3:24 a.m….. She was up early. Or maybe was still up from Wednesday night.
She said “hi phil” and then included a link, closing with her name in the format doejane (although it had her real name instead of doejane).
I looked at the link and it appeared to go to some blog.
Why is she just sending me a link?
I am always suspicious when I receive an e-mail with just a link, especially if the link looks to me like it is a blog. And yet, it appears to be from my sister on Thanksgiving day. Could it really be legitimate?
It was sent to my e-mail address that I only give to my family and a couple of other restricted places. So, if it isn’t my sister, how did they know I have this particular e-mail address.
If this were to happen to you, what would you do?
As for me, I wouldn’t follow the link. If it isn’t a safe link, clicking on it is a good way to get your computer compromised . Even if the e-mail is really from someone you know. I looked a little further.
The e-mail address was [mysistersname]@tampabay.rr.com. Well, that’s strange. If it ends in tampabay.rr.com, that means that the person sending it gets their Internet service from Charter Communications, previously Time Warner Cable. More specifically, they get it from the TampaBay location for that provider. That means they are/were located in the Tampa area. (Or they are faking their address as coming from there.)
But my sister lives in the northeast part of the nation.
So, now I have the following information:
The person sending the e-mail connects from a Tampa area account (or pretends to).
The person’s e-mail sounds like a personal e-mail but only includes “hi phil” plus a link, and then their name (run together with no space, last name first).
This is pretty suspicious. It has to be an attempt to fool me. If I were to click on that link, I would likely have a compromised computer.
But the perpetrator did several things amazingly well.
1) They used my sister’s actual name. It is a bit unusual that it is lower case and signed “last name first,” run together with no space. But some of my friends sign their names all lower case.
2) They sent it to me using my e-mail address that is given out to very few people. I give out my other e-mail addresses to lots of people, but not this one.
3) They sent it on Thanksgiving Day, a time that loved ones are more likely to be in contact with us.
Would you have clicked on the link?
So, how should you handle this? The bad guys are smart (at least some of them). You don’t want to ignore e-mail from loved ones.
Let’s examine this situation. There are clues that there might be a problem.
The biggest clue is the address specifies it came from the wrong part of the country.
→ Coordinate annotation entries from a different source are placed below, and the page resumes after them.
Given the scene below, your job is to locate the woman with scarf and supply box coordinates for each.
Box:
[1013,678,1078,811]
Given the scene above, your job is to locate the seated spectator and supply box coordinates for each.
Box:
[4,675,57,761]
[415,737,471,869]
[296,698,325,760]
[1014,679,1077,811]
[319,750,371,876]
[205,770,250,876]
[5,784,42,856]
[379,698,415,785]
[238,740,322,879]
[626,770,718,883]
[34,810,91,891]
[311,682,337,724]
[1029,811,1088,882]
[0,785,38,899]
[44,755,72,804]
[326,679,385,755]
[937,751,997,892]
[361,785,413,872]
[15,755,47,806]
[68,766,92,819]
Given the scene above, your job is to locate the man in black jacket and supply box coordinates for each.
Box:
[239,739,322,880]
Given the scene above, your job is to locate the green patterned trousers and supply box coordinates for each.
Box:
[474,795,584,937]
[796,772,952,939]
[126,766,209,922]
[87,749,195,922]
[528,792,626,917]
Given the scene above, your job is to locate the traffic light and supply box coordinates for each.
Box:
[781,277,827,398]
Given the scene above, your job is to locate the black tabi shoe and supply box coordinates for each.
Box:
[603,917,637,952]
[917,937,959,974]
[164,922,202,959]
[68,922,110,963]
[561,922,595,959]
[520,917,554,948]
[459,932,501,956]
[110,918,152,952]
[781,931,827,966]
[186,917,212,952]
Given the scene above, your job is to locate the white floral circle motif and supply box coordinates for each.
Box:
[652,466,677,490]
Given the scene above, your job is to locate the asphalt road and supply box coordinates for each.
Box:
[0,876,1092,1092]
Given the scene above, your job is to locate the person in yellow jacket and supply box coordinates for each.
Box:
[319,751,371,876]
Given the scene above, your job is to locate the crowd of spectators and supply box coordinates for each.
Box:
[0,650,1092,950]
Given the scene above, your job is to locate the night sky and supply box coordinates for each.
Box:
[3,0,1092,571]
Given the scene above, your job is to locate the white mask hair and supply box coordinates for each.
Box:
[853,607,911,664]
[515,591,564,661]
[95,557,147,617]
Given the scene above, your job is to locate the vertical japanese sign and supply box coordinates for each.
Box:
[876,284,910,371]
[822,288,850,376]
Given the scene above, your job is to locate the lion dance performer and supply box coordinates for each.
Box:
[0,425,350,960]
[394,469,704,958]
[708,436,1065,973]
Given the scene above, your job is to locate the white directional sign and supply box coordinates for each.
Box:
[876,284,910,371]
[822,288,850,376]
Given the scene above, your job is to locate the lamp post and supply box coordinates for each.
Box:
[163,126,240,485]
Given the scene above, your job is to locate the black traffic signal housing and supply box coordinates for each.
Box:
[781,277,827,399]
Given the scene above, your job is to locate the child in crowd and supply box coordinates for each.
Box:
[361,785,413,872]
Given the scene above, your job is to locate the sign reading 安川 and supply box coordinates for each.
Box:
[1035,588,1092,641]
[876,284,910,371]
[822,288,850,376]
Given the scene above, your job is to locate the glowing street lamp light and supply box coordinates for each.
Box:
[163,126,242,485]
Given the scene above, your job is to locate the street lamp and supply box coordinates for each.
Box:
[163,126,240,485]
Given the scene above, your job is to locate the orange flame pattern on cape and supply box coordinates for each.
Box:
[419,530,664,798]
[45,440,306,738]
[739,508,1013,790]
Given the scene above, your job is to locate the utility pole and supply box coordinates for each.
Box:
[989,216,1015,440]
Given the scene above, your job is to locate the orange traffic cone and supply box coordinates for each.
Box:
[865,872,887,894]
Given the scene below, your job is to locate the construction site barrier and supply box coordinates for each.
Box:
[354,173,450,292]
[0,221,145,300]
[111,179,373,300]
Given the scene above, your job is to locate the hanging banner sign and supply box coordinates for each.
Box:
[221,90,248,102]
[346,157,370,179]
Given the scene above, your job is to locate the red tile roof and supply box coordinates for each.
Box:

But if the address had been from @gmail.com, we wouldn’t have that clue. And, even for me, I didn’t discover the problem with the address until I started looking, which was after I was already suspicous.
The biggest giveaway for me was that the e-mail contained only a link between the greeting and signature. This is always suspicious to me. Of course, some of my friends regularly send e-mails like that. Maybe some of your friends do as well. With those friends, at least that is their pattern for sending e-mails. But, I often don’t click on their links either.
My response to such cases is the following:
* I pay attention to the link itself. I recognized this as likely being a blog. I know that a lot of attempts by attackers use this technique. (It really helps to become familiar with the techniques attackers use so you can recognize attempts when they occur.)
* As a rule, I don’t click on links just because someone sends them. I evaluate the likelihood that it is safe and also whether I think it might actually be of interest.
* If I thought this really did come from my sister, I still wouldn’t click on the link because it looks too much like the style used by attackers. I would contact her first and make sure it really came from her (even if the e-mail address was her true e-mail address) and try to get some more information about it.
(By the way, I did receive an e-mail from my sister later that day. It didn’t have links to blogs, but had actual sentences with relevant remarks. Also, it came from her REAL e-mail address, which was in the format of janiedoe@…… instead of doejane@.)
The e-mail likely came from someone who was either trying to compromise computers or someone trying to sell something. (I’m sure you’ve seen spam e-mails for weight loss, body part enhancement, pills, etc.)
Be careful when you go through your e-mail. Even if it comes from someone you know or is about something you are interested in. The bad guys will use holidays, events, or anything else to trick us into opening their e-mails.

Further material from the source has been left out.